Le loyer était fixé à un montant annuel en principal de 10.740 € hors charges, payable mensuellement à terme à échoir.
La société d’Orsel a fait délivrer, par exploit en date 24 septembre 2024, un commandement de payer visant la clause résolutoire du bail, sur le fondement de l’article L.145-41 du code de commerce, pour une somme en principal de 2.088,48 €.
Par acte du 20 novembre 2024, la société d’Orsel a assigné la société Havana Group devant le président du tribunal judiciaire de Paris, statuant en référé, aux fins de voir :
Vu le bail commercial du 22 novembre 2021,
Vu le commandement de payer délivré le 24 septembre 2024 visant la clause résolutoire du bail,
Vu l’article l 145 -41 du code de commerce,
Vu les articles 834 et 835 alinéa 2 du code de procédure civile,
Déclarer acquise la clause résolutoire du bail au 24 octobre 2024.
ORDONNER en conséquence l’expulsion de la société Havana Group, ainsi que celle de tous occupants de son chef des lieux donnés en location situés [Adresse 2] à [Localité 9] dès le prononcé de l’ordonnance à intervenir.
Condamner la société Havana Group à payer par provision à la société d’Orsel un montant en principal de 4.011,12 € , correspondant aux loyers et charges impayés au 7 novembre 2024 et sauf à parfaire, lequel sera augmenté d’une somme forfaitaire de 4% avec un intérêt mensuel de 1,5 %.
Condamner la société Havana Group à payer par provision à la société d’Orsel une indemnité d’occupation mensuelle équivalente au montant du loyer en vigueur outre les charges et taxes précédemment dus aux termes du bail, le tout majoré de 10 %, jusqu’à complète et totale libération des lieux.
Condamner la société Havana Group à payer à la société d’Orsel une indemnité de 3.000 € sur le fondement de l’article 700 du Code de procédure civile.
Condamner la société Havana Group aux entiers dépens qui comprendront le coût du commandement de payer délivré le 24 septembre 2024, soit 139,62 €.
A l’audience du 17 février 2025, la société d’Orsel maintient ses demandes dans les termes de son assignation.
Bien que régulièrement assignée par remise en l’étude, la société Havana Group n’a pas comparu ni constitué avocat, de sorte que la présente ordonnance sera réputée contradictoire.
Conformément aux dispositions des articles 455 et 446-1 du code de procédure civile, pour un plus ample exposé des faits, de la procédure et des moyens, il est renvoyé à l’assignation et à la note d’audience.

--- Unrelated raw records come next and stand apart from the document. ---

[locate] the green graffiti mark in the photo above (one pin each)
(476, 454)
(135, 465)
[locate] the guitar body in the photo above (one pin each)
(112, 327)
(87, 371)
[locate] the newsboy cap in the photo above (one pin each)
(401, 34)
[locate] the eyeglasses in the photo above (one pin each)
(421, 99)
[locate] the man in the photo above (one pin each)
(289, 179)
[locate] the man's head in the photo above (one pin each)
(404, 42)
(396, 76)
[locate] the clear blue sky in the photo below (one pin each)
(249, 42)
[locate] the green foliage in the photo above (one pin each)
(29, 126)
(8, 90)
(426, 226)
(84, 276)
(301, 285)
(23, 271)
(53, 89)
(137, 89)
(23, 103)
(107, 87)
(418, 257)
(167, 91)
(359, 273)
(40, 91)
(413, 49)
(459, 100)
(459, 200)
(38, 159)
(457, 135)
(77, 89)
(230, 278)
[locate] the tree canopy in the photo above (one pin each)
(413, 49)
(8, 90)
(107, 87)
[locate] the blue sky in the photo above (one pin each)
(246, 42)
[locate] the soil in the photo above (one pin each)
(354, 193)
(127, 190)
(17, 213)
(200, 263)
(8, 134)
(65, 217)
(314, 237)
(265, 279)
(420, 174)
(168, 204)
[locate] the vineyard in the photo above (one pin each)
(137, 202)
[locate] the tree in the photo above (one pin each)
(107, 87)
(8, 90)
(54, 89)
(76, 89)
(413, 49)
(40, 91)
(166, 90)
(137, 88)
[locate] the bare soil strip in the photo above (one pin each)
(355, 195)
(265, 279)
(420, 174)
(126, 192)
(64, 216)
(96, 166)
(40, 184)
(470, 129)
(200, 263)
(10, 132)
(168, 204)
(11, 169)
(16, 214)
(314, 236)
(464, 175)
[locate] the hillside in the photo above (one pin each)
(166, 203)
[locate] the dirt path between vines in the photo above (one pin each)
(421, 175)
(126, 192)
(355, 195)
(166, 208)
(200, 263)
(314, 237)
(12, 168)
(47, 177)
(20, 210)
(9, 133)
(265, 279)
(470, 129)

À l’issue des débats, la décision a été mise en délibéré au 17 mars 2025, date à laquelle elle sera prononcée par mise à disposition au greffe.
MOTIFS
Il résulte de l’article 472 du code de procédure civile que, lorsque le défendeur ne comparaît pas, il est néanmoins statué sur le fond et le juge ne fait droit à la demande que si elle est recevable et bien fondée.
Sur la demande de constat de l’acquisition de la clause résolutoire du bail et d’expulsion du preneur
En droit, aux termes de l’article 835 du code de procédure civile, le président du tribunal judiciaire peut toujours, même en présence d’une contestation sérieuse, prescrire en référé les mesures conservatoires ou de remise en état qui s’imposent, soit pour prévenir un dommage imminent, soit pour faire cesser un trouble manifestement illicite ; dans les cas où l’existence de l’obligation n’est pas sérieusement contestable, il peut accorder une provision au créancier, ou ordonner l’exécution de l’obligation même s’il s’agit d’une obligation de faire.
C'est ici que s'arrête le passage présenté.